Mesdames Betz and Gold seemed to conclude that the President was creating a "narrative to push an agenda." And while I don't doubt this, that doesn't mean that the narrative is unsupported. The use of "agenda" as a synonym for false, immoral or otherwise wrong-headed policies has taken on a life of its own, and I think that it often leads people to want to shoot the messengers. When an 891% increase in calls to the Disaster Distress Helpline is brushed off as meaningless because "the majority of callers to crisis lines are not suicidal at the time of their call," it begins to strain credulity, even if one accepts that the increase in calls likely doesn't map to a similar increase in suicidal ideation.

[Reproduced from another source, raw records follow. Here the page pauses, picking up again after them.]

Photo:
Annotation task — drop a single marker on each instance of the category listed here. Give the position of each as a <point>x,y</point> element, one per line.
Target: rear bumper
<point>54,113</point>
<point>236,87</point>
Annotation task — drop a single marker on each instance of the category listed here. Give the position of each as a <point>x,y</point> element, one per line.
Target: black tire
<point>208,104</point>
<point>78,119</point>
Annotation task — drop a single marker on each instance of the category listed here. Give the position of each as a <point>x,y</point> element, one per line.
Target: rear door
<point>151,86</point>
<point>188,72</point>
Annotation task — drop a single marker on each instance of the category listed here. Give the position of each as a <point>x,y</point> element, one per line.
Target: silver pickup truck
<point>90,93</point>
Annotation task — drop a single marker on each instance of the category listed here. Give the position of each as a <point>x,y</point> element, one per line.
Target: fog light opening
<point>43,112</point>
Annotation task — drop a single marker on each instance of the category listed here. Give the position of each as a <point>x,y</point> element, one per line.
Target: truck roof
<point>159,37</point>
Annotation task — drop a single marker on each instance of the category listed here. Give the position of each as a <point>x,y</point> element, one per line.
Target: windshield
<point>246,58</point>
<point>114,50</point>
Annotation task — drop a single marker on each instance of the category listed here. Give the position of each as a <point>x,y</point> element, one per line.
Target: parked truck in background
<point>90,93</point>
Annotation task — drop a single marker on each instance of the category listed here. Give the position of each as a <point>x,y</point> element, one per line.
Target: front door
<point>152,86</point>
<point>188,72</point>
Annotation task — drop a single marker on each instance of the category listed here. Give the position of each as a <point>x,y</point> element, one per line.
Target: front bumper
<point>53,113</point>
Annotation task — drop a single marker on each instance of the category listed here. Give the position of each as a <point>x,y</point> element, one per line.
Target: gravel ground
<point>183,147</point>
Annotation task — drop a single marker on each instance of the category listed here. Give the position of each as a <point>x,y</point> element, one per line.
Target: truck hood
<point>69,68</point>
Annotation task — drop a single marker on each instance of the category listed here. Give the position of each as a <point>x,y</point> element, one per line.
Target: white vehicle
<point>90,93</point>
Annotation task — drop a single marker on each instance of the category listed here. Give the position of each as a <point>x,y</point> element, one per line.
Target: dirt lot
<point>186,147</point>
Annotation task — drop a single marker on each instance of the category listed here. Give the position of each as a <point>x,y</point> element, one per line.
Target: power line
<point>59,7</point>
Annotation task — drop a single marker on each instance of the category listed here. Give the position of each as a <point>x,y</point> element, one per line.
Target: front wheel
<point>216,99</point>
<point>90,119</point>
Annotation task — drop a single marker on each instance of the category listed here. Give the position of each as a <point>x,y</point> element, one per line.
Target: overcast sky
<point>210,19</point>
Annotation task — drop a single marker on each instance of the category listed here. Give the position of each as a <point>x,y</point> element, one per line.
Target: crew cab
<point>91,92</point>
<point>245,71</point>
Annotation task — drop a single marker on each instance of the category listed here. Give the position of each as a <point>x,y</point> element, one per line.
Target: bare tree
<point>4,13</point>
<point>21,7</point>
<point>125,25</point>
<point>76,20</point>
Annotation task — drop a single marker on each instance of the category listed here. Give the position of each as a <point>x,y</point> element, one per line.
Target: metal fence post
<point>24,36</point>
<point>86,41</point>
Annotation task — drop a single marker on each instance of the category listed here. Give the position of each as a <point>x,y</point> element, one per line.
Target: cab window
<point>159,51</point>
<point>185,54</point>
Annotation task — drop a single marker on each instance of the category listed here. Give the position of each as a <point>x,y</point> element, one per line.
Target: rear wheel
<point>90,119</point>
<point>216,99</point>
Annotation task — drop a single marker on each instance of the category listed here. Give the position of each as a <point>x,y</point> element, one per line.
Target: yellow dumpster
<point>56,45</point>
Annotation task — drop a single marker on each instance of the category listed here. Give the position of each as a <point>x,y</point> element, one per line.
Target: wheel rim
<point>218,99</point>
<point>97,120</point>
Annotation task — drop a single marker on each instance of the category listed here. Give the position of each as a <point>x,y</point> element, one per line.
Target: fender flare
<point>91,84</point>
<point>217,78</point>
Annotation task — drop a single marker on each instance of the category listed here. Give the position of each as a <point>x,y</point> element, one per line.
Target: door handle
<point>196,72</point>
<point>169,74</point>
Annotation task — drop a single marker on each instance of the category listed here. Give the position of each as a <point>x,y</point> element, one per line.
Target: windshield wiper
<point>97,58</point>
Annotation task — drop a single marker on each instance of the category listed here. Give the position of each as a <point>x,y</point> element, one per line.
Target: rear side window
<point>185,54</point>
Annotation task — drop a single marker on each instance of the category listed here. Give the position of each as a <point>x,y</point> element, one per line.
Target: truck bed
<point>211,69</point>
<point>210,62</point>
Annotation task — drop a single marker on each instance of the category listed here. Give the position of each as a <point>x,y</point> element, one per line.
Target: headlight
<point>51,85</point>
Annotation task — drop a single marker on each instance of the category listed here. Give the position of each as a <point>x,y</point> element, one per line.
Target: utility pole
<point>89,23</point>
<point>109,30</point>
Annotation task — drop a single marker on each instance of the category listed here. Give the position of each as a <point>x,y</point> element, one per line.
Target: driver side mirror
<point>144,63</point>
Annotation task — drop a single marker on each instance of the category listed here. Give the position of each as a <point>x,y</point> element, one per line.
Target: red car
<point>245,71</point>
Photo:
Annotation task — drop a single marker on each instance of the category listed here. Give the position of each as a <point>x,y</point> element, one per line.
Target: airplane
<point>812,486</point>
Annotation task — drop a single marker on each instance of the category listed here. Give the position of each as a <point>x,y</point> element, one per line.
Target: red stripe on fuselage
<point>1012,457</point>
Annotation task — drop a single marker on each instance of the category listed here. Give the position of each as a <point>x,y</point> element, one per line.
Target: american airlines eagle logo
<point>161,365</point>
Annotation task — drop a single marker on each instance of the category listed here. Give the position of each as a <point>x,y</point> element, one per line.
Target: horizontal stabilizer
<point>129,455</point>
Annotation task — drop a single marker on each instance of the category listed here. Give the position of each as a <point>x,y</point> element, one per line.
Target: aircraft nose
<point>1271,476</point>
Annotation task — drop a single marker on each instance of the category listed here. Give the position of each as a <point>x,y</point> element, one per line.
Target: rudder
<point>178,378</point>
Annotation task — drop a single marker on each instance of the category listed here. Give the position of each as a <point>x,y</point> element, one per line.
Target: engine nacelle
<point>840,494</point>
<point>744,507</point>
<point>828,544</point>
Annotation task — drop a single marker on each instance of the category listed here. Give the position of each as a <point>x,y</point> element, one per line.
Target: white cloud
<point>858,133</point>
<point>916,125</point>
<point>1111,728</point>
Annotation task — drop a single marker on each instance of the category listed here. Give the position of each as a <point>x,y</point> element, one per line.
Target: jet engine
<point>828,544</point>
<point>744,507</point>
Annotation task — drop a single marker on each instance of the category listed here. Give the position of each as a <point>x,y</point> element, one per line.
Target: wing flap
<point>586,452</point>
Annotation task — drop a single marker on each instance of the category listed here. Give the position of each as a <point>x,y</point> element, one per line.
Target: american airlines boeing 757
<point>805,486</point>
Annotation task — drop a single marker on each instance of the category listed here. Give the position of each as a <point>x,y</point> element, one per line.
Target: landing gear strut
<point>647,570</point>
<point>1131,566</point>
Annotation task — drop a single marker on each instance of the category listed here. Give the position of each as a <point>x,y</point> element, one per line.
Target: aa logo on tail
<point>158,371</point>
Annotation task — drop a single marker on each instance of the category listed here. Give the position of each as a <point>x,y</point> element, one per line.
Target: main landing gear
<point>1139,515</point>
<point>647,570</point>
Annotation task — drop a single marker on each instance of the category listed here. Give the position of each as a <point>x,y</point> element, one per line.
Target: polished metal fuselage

The conflict here is not between harmful actions (business as usual) on one side and a harmless action (enforced distancing and the widespread closing of businesses in support of that) on the other. It is appropriate to ask which is the lesser evil and if the response is being calibrated properly. Even if the final determination is that business as usual would be so bad that no level of economic damage could outweigh it, that's different from saying that the effectively self-inflicted recession that many see coming has no other downsides. I understand the desire to deny ammunition to those who would question the measures in place. But arguments so labored as to see disingenuous don't seem to serve even that dubious purpose.